Download, unzip, and load file:
os.system("wget " + obsDataURL)
obsDataFileName = obsDataURL.split('/')[-1]
os.system("gunzip " + obsDataFileName)
obsDataFileName = obsDataFileName[:-3]
ds = xr.open_dataset(obsDataFileName).load()
ds
Remap longitude range from [-180, 180] to [0, 360] for plotting purposes:
ds = ds.assign_coords(lon=((ds.lon + 360) % 360)).sortby('lon')
ds
Compute observed trends¶
Include only full seasons from 1979 through 2012:
obs_seasons = ds.sel(time=slice("1979", "2012")).resample(time="QS-DEC").mean("time")
obs_seasons = obs_seasons.sel(time=slice("1979", "2012")).load()
obs_winter_seasons = obs_seasons.sel(
time=obs_seasons.time.where(obs_seasons.time.dt.month == 12, drop=True)
)
obs_winter_seasons
And compute observed winter trends:
obs_winter_trends = linear_trend(
obs_winter_seasons.chunk({"lat": 20, "lon": 20, "time": -1})

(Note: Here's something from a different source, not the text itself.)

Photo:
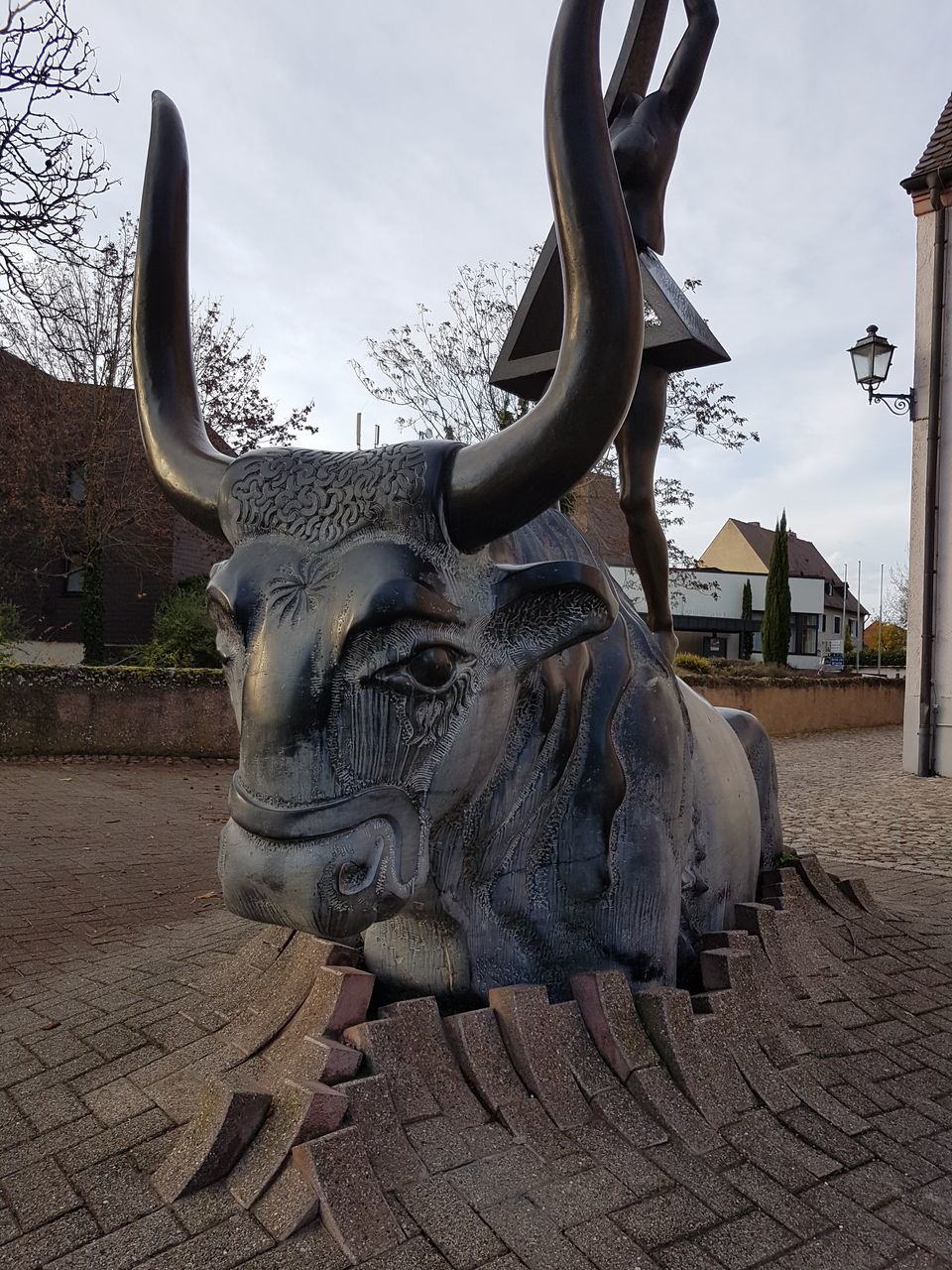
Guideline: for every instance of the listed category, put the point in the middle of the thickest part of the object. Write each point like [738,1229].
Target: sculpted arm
[682,79]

).load() * len(obs_winter_seasons.time)
obs_winter_trends
Plotting Figure 4¶
Global maps of historical (1979 - 2012) boreal winter (DJF) surface air trends:
contour_levels = [-6, -5, -4, -3, -2, -1.5, -1, -0.5, 0, 0.5, 1, 1.5, 2, 3, 4, 5, 6]

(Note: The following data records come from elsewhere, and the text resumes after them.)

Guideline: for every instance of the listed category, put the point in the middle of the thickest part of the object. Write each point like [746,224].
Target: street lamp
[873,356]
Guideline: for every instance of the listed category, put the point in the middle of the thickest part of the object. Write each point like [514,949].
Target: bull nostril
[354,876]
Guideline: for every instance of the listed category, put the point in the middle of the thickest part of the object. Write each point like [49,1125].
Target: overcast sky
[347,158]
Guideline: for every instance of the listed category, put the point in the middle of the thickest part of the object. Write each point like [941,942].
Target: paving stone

color_map = cmaps.ncl_default
def make_map_plot(nplot_rows, nplot_cols, plot_index, data, plot_label):
""" Create a single map subplot. """
ax = plt.subplot(nplot_rows, nplot_cols, plot_index, projection = ccrs.Robinson(central_longitude = 180))
cplot = plt.contourf(lons, lats, data,
levels = contour_levels,
cmap = color_map,
extend = 'both',
transform = ccrs.PlateCarree())
ax.coastlines(color = 'grey')
ax.text(0.01, 0.01, plot_label, fontSize = 14, transform = ax.transAxes)
return cplot, ax
# Generate plot (may take a while as many individual maps are generated)
numPlotRows = 8
numPlotCols = 4
figWidth = 20
figHeight = 30
fig, axs = plt.subplots(numPlotRows, numPlotCols, figsize=(figWidth,figHeight))
lats = winter_trends.lat
lons = winter_trends.lon
# Create ensemble member plots
for ensemble_index in range(30):
plot_data = winter_trends.isel(member_id = ensemble_index)

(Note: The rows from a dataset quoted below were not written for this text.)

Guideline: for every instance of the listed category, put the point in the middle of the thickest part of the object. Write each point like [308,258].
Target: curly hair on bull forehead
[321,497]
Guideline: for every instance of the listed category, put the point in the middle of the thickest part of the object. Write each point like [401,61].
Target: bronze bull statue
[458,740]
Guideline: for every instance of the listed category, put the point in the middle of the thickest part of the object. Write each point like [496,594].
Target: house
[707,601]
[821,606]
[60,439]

plot_index = ensemble_index + 1
plot_label = str(plot_index)
plotRow = ensemble_index // numPlotCols
plotCol = ensemble_index % numPlotCols
# Retain axes objects for figure colorbar
cplot, axs[plotRow, plotCol] = make_map_plot(numPlotRows, numPlotCols, plot_index, plot_data, plot_label)
# Create plots for the ensemble mean, observations, and a figure color bar.
cplot, axs[7,2] = make_map_plot(numPlotRows, numPlotCols, 31, winter_trends_mean, 'EM')
lats = obs_winter_trends.lat
lons = obs_winter_trends.lon
cplot, axs[7,3] = make_map_plot(numPlotRows, numPlotCols, 32, obs_winter_trends.tempanomaly, 'OBS')
cbar = fig.colorbar(cplot, ax=axs, orientation='horizontal', shrink = 0.7, pad = 0.02)
cbar.ax.set_title('1979-2012 DJF surface air temperature trends (K/34 years)', fontSize = 16)
cbar.set_ticks(contour_levels)
cbar.set_ticklabels(contour_levels)
Close our client:
client.close()